Sterilization (or at least disinfection) can be done in several ways. In this case my method of choice, if applicable, would be heat. If you by any chance have access to a source of dry heat (e.g oven) large enough for the job then 170°C for 2 hours (+ time for the barrel to warm up) would properly sterilize the barrel (given that it actually became clean after your scrubbing).

If this is unfeasible I would turn to wet heat (i.e. boiling). This may also pose some major problems if the barrel, as i suspect, is large. It would require that you have something to bring the filled barrel to boil, for example an immersion heater or a water heater element, but please do not electrocute yourself!If you do have access to this then a sterilization method called Tyndallization would be recommended. Tyndallization, rather than just boiling will ensure that spores and not just bacteria is killed, despite the vague statement of efficiency in wikipedia this is taught at my university to be a method of proper sterilization, and I would thus trust it to be adequate for home-brewing purposes.

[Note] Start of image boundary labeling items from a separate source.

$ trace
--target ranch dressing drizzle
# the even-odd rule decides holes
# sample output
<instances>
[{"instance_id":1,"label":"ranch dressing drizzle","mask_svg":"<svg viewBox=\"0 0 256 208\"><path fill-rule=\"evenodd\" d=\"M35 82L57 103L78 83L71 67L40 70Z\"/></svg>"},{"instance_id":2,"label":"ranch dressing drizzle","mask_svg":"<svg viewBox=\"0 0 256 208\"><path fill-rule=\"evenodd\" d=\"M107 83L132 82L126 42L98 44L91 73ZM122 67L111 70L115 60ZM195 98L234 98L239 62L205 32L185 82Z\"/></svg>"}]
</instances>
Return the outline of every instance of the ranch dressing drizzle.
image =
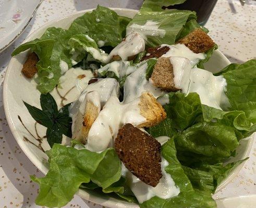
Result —
<instances>
[{"instance_id":1,"label":"ranch dressing drizzle","mask_svg":"<svg viewBox=\"0 0 256 208\"><path fill-rule=\"evenodd\" d=\"M187 58L190 61L192 66L195 66L200 60L204 59L205 58L205 55L203 53L196 54L184 44L180 43L172 45L162 44L161 48L164 46L168 46L170 49L165 54L162 56L163 57L175 56Z\"/></svg>"},{"instance_id":2,"label":"ranch dressing drizzle","mask_svg":"<svg viewBox=\"0 0 256 208\"><path fill-rule=\"evenodd\" d=\"M179 188L175 186L170 175L165 170L168 165L168 162L162 157L161 170L163 176L156 186L153 187L133 175L122 163L122 176L127 179L128 185L139 203L143 203L155 196L161 199L169 199L179 194Z\"/></svg>"},{"instance_id":3,"label":"ranch dressing drizzle","mask_svg":"<svg viewBox=\"0 0 256 208\"><path fill-rule=\"evenodd\" d=\"M89 92L97 91L100 94L102 107L112 95L119 96L119 86L116 79L105 78L97 80L97 82L88 85L77 100L72 103L69 107L69 116L72 118L73 122L76 120L76 114L78 110L79 110L81 113L84 113L84 109L82 104L84 103L84 98Z\"/></svg>"},{"instance_id":4,"label":"ranch dressing drizzle","mask_svg":"<svg viewBox=\"0 0 256 208\"><path fill-rule=\"evenodd\" d=\"M68 65L67 62L60 59L59 60L59 68L60 68L60 74L64 74L68 70Z\"/></svg>"},{"instance_id":5,"label":"ranch dressing drizzle","mask_svg":"<svg viewBox=\"0 0 256 208\"><path fill-rule=\"evenodd\" d=\"M147 20L144 24L139 25L133 23L126 28L126 34L136 32L142 35L147 40L147 35L159 36L163 37L165 35L165 30L159 29L159 22Z\"/></svg>"},{"instance_id":6,"label":"ranch dressing drizzle","mask_svg":"<svg viewBox=\"0 0 256 208\"><path fill-rule=\"evenodd\" d=\"M93 123L88 134L87 149L99 152L112 147L118 129L125 123L135 126L146 119L140 114L140 98L122 105L117 97L110 97Z\"/></svg>"},{"instance_id":7,"label":"ranch dressing drizzle","mask_svg":"<svg viewBox=\"0 0 256 208\"><path fill-rule=\"evenodd\" d=\"M140 97L142 92L148 91L156 98L166 93L156 87L146 79L147 62L127 76L124 85L124 103L127 103Z\"/></svg>"},{"instance_id":8,"label":"ranch dressing drizzle","mask_svg":"<svg viewBox=\"0 0 256 208\"><path fill-rule=\"evenodd\" d=\"M114 72L117 77L120 78L132 73L141 64L141 63L139 63L135 66L131 66L130 61L115 61L99 69L98 72L103 74L111 71Z\"/></svg>"},{"instance_id":9,"label":"ranch dressing drizzle","mask_svg":"<svg viewBox=\"0 0 256 208\"><path fill-rule=\"evenodd\" d=\"M136 55L145 49L145 41L138 33L132 32L128 34L121 43L110 53L109 56L119 56L124 61L128 57Z\"/></svg>"},{"instance_id":10,"label":"ranch dressing drizzle","mask_svg":"<svg viewBox=\"0 0 256 208\"><path fill-rule=\"evenodd\" d=\"M225 94L227 83L222 75L214 76L201 69L191 68L188 60L182 57L170 57L174 74L175 87L187 95L190 93L199 95L202 104L222 110L228 106Z\"/></svg>"},{"instance_id":11,"label":"ranch dressing drizzle","mask_svg":"<svg viewBox=\"0 0 256 208\"><path fill-rule=\"evenodd\" d=\"M202 104L222 110L221 107L229 105L225 94L226 86L227 82L222 75L214 76L208 71L193 68L187 94L197 93Z\"/></svg>"}]
</instances>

If this too turns out to be more trouble than it is worth then I would go for chemical disinfection. Bleach would do the job but I'm afraid it may be hard to rinse out properly and may spoil your cider, so StarSan is probably the safer choice. Fill the barrel up, add an appropriate amount of StarSan (see label) and leave it for about an hour. This is however not a method of proper sterilization. It will hopefully be good enough for our purposes, but sample your first batch with a bit of care.

Disclaimer: I have never myself attempted such a thing and have no experience of barrel cleaning, so there may be better ways.